To kick off our series of blogs about internal investigations, let us note that rarely does a week pass in a white collar investigation – or in an SEC-regulatory outside counsel’s life – that an auditor or government enforcement attorney does not request some interim (or final) read-out. These requests for information can encompass investigative process and factual findings, lists of search terms, interview outlines, or similar investigative materials.
However, this information, if provided, presents a very real risk of privilege waiver. We encourage pushback against the “nobody else ever fights us on this” contention often heard from government enforcers and outside auditors wanting to “better understand” a client’s internal investigation making these requests.

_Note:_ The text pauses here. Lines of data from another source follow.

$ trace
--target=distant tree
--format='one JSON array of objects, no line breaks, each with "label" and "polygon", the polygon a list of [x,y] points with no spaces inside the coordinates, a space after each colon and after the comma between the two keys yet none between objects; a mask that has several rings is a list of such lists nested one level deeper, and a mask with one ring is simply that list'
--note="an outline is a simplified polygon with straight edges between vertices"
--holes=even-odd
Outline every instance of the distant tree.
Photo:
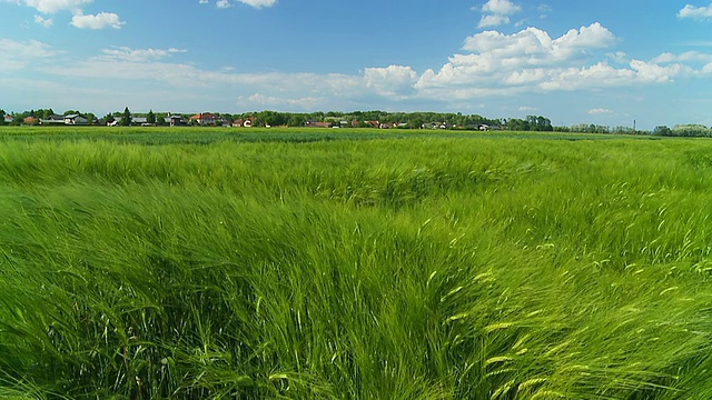
[{"label": "distant tree", "polygon": [[154,110],[148,110],[148,114],[146,116],[146,122],[150,124],[156,123],[156,114],[154,113]]},{"label": "distant tree", "polygon": [[123,109],[123,116],[121,116],[121,127],[130,127],[131,126],[131,111],[127,107]]},{"label": "distant tree", "polygon": [[293,114],[291,117],[289,117],[287,124],[289,127],[304,127],[304,123],[306,121],[307,121],[306,118],[304,118],[303,116]]},{"label": "distant tree", "polygon": [[668,128],[666,126],[655,127],[655,129],[653,129],[653,134],[654,136],[672,136],[672,129]]}]

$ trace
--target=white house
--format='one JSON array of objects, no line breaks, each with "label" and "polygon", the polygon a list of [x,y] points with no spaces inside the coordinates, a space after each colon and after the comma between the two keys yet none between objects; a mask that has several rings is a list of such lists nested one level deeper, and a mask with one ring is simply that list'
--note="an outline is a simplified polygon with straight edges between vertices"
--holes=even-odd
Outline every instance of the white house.
[{"label": "white house", "polygon": [[87,119],[80,114],[65,116],[65,124],[87,124]]}]

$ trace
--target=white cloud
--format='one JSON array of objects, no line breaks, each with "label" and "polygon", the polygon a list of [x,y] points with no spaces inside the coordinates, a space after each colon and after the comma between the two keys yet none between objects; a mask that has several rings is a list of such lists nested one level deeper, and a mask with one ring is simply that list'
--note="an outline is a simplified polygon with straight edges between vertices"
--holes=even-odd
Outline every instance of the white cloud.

Outside lawyers often conduct internal investigations and provide counsel to companies through their internal audit committees, special committees, boards of directors, and management. The areas of privileged and confidential legal advice can include reacting to findings of wrong-doing, SEC disclosure obligations, fiduciary duties, and strategic transactions.

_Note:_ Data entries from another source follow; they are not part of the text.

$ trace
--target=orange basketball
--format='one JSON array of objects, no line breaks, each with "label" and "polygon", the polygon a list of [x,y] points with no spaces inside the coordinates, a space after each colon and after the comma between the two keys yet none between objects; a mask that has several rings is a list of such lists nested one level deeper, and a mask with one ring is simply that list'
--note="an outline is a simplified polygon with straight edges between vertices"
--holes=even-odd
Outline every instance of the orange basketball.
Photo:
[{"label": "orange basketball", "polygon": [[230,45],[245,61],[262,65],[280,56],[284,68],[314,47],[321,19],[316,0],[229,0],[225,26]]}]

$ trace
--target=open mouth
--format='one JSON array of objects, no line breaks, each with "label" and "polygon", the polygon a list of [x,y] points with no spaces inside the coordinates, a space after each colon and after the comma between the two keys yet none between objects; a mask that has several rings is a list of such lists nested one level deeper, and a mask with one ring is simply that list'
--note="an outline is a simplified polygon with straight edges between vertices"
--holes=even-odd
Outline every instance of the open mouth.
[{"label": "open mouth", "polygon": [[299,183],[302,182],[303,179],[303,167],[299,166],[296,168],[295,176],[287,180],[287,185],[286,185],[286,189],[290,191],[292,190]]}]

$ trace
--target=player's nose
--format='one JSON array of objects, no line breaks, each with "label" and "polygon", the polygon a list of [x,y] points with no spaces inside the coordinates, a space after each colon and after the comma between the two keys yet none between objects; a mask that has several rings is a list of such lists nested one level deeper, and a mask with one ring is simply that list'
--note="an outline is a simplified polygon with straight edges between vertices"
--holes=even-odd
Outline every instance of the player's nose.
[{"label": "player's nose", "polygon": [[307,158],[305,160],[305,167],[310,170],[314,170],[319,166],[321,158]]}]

It is in this context that third parties will request search term lists, or “key document” collections generated during such investigations. Outside auditors, following a final read-out, might even ask for an all-things-considered assessment of wrong-doing (ala “so, did your client violate any criminal proscriptions?”).
An internal investigator’s refusal to provide this information is frequently met with disbelief. But the investigator’s job is to both figure out what happened, and to make sure that the investigator’s findings receive the maximum level of privilege protection.
After all, even when an internal investigation finds no material wrongdoing, there is a real and articulable concern that the client might end up dealing with another legal follow-on action. This could be a wrongful termination suit after parting from employees in the context of discipline and remediation, legal action against competitor companies or other individuals, negotiating with whistleblowers, addressing shareholder suits, or responding to enforcement or regulatory actions.
Making a misstep by sharing privileged materials can have devastating legal and reputational consequences to client and counsel alike. When an outside auditor or government enforcer asks for arguably protected materials, it is critical to think around the corners and anticipate problems, even if that results in an occasional look of incredulity from lawyers across the table.